Not so, finds the San Francisco Fed, which sees increasing taxes as the real problem:

Surprisingly, despite all the attention federal spending cuts and sequestration have received, our calculations suggest they are not the main contributors to this projected drag. The excess fiscal drag on the horizon comes almost entirely from rising taxes. Specifically, we calculate that nine-tenths of that projected 1 percentage point excess fiscal drag comes from tax revenue rising faster than normal as a share of the economy.

The fed also finds that “federal fiscal policy was unusually expansionary during the Great Recession” thanks mostly to “the economic stimulus program passed by Congress in 2009.” As a result, “the deficit grew faster—than our historical norm would predict.”

The fed did find that after the economic recovery supposedly began post-stimulus, “fiscal policy sharply reversed course” and became “much more contractionary than normal.” But that’s a direct consequence of the spike in spending resulting from the stimulus.
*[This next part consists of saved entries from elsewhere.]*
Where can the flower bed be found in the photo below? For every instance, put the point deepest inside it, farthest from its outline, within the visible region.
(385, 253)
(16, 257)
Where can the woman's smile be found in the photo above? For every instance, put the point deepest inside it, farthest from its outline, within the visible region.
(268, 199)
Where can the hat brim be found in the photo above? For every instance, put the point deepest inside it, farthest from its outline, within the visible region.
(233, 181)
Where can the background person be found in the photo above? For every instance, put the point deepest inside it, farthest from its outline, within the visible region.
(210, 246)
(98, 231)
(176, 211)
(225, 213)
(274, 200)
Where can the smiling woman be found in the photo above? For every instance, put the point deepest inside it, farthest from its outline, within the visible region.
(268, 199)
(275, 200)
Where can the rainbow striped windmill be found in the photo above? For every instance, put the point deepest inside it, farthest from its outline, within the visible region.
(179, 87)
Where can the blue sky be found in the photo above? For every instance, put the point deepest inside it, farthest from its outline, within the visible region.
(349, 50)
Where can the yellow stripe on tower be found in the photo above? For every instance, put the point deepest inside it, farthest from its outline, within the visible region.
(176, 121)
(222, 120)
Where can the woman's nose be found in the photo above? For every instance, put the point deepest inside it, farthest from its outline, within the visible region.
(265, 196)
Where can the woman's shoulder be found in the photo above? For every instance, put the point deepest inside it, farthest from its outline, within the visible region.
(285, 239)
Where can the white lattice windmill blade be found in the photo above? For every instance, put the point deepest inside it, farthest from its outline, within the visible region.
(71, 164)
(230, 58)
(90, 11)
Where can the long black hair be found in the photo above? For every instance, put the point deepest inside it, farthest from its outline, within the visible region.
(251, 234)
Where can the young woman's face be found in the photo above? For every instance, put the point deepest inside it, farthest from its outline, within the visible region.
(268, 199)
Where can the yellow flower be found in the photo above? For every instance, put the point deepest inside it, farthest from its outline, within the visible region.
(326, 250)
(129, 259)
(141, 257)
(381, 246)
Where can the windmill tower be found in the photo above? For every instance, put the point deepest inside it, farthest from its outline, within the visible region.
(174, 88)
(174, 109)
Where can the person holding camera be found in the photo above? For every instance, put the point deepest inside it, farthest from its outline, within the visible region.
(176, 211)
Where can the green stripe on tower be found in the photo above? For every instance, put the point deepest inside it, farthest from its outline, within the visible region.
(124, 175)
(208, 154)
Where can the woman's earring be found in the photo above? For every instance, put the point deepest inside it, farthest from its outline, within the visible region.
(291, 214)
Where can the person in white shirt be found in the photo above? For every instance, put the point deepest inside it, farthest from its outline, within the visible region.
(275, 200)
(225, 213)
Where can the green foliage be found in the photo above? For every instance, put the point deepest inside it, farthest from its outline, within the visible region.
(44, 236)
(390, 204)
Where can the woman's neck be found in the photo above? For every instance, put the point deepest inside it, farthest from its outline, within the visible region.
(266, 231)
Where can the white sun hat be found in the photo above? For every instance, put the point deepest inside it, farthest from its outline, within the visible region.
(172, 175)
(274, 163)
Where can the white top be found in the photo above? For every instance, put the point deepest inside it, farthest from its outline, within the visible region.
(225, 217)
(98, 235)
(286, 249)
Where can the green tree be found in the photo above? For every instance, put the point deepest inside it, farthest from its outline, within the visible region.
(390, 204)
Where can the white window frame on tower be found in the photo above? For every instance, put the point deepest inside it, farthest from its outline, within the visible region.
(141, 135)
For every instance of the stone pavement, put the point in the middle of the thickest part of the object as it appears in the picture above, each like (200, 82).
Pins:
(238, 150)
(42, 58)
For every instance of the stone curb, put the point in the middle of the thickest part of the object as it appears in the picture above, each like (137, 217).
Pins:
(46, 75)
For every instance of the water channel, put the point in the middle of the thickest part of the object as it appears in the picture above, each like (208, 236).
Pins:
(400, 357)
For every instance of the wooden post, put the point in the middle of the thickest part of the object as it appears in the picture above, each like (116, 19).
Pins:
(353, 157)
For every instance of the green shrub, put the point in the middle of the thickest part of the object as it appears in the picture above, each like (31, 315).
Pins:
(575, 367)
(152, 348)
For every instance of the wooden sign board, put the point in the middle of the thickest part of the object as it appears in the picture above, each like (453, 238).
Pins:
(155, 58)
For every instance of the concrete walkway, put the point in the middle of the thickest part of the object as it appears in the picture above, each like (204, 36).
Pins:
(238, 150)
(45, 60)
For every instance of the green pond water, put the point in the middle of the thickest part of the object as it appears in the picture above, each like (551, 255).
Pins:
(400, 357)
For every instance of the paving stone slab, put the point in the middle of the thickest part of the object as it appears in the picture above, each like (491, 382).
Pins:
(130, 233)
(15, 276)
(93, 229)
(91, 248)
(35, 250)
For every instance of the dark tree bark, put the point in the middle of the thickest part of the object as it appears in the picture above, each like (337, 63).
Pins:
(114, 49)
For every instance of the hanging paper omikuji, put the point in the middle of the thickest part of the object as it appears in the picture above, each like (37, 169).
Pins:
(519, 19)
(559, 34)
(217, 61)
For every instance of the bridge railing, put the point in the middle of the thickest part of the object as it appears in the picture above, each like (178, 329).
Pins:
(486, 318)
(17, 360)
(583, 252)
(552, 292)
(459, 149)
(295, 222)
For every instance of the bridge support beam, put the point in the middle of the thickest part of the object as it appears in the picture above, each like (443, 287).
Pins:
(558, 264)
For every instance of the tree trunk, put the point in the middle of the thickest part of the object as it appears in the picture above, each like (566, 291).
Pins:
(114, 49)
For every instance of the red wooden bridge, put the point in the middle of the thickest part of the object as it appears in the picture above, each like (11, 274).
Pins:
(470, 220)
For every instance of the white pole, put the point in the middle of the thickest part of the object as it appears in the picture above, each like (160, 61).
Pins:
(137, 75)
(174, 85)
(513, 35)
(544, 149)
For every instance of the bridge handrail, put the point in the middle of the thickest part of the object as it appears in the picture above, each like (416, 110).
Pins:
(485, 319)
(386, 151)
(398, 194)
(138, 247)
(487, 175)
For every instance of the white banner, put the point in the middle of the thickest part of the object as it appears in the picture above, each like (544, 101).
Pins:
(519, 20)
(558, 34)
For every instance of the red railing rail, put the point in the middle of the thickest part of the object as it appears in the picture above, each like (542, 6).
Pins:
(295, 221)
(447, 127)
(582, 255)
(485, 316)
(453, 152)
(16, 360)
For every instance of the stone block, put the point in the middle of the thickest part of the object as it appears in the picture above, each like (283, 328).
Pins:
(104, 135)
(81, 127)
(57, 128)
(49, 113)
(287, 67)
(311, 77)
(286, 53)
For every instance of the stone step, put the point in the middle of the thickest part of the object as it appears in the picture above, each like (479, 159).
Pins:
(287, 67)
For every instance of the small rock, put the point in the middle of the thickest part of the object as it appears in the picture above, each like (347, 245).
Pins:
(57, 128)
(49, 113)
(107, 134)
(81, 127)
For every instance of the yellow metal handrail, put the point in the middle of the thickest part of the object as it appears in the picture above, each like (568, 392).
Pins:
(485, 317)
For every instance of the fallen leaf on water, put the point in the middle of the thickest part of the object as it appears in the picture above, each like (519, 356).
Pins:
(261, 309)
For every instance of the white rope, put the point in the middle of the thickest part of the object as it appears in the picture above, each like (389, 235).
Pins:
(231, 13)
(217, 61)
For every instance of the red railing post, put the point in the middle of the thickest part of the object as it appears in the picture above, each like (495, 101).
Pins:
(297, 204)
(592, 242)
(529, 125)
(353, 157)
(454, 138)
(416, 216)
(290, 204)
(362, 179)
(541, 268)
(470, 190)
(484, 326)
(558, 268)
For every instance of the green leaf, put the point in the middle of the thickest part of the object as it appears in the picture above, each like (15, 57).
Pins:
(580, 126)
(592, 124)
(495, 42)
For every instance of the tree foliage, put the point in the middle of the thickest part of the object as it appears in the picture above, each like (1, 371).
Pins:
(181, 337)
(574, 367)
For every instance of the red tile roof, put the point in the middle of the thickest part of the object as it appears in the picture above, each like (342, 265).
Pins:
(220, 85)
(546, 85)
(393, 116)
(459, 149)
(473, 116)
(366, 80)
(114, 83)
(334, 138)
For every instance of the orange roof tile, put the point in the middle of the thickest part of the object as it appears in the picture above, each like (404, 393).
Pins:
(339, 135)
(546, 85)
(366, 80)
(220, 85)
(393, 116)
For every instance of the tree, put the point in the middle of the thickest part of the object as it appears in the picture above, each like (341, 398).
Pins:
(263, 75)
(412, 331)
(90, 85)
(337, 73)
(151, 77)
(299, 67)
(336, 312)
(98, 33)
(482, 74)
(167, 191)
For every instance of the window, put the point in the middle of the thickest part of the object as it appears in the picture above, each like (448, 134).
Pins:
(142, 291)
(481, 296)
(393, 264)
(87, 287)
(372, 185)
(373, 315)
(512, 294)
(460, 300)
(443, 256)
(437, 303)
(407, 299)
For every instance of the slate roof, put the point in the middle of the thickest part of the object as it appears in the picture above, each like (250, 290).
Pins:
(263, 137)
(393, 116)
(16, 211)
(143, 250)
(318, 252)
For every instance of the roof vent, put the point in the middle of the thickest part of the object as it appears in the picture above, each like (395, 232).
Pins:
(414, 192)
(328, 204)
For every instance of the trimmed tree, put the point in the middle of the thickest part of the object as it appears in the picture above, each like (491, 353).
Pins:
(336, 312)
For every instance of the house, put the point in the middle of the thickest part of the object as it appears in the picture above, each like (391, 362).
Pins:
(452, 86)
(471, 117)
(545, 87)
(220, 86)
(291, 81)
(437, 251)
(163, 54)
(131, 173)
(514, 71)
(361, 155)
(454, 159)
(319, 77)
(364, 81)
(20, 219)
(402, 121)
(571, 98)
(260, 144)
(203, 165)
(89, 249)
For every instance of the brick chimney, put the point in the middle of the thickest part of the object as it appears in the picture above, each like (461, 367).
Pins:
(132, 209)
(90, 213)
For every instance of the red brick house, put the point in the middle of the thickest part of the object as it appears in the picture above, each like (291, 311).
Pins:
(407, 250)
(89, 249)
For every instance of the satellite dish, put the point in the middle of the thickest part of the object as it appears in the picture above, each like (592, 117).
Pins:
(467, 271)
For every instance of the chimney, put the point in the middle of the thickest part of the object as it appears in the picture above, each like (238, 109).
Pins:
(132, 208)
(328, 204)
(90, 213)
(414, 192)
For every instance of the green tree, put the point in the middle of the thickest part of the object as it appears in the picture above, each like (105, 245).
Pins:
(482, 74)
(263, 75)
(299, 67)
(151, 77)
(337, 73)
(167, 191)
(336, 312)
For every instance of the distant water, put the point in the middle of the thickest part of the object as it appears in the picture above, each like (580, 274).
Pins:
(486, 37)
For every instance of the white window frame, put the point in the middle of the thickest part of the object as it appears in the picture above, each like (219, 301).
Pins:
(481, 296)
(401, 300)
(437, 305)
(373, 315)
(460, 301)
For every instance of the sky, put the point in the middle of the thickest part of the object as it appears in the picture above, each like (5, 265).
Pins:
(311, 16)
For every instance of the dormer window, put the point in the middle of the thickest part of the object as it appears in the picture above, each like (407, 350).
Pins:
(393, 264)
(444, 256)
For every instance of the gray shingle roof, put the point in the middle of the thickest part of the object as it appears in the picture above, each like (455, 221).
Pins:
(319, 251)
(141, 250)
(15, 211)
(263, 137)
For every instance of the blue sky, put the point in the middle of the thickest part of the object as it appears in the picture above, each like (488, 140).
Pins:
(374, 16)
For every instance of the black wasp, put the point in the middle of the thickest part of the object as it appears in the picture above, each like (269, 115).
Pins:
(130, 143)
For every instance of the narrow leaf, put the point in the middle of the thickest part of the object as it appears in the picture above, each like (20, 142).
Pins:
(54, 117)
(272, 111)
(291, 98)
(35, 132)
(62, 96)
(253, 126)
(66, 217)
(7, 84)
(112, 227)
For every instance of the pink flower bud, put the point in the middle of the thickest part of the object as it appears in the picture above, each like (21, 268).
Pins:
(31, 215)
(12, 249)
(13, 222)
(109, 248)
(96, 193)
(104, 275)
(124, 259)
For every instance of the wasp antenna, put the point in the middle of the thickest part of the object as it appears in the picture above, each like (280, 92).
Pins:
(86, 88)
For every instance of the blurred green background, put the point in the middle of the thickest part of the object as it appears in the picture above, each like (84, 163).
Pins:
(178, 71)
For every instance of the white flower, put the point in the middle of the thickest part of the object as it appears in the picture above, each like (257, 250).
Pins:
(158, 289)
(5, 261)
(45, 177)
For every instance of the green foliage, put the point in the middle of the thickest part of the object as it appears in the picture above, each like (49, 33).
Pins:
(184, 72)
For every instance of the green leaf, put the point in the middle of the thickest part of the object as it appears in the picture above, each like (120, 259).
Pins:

We inflated a spending bubble, then deflated it. What goes up, must come down.

Which fits in with what conservatives have been saying about stimulus spending all along. Whatever economic benefit may stem from it is short term. Temporary, due to the fact that all the money spent must inevitably be paid for with taxes. Even money borrowed by the government must be paid back by the taxpayers.

You cannot fill a swimming pool by taking water from one end and pouring it back into the other.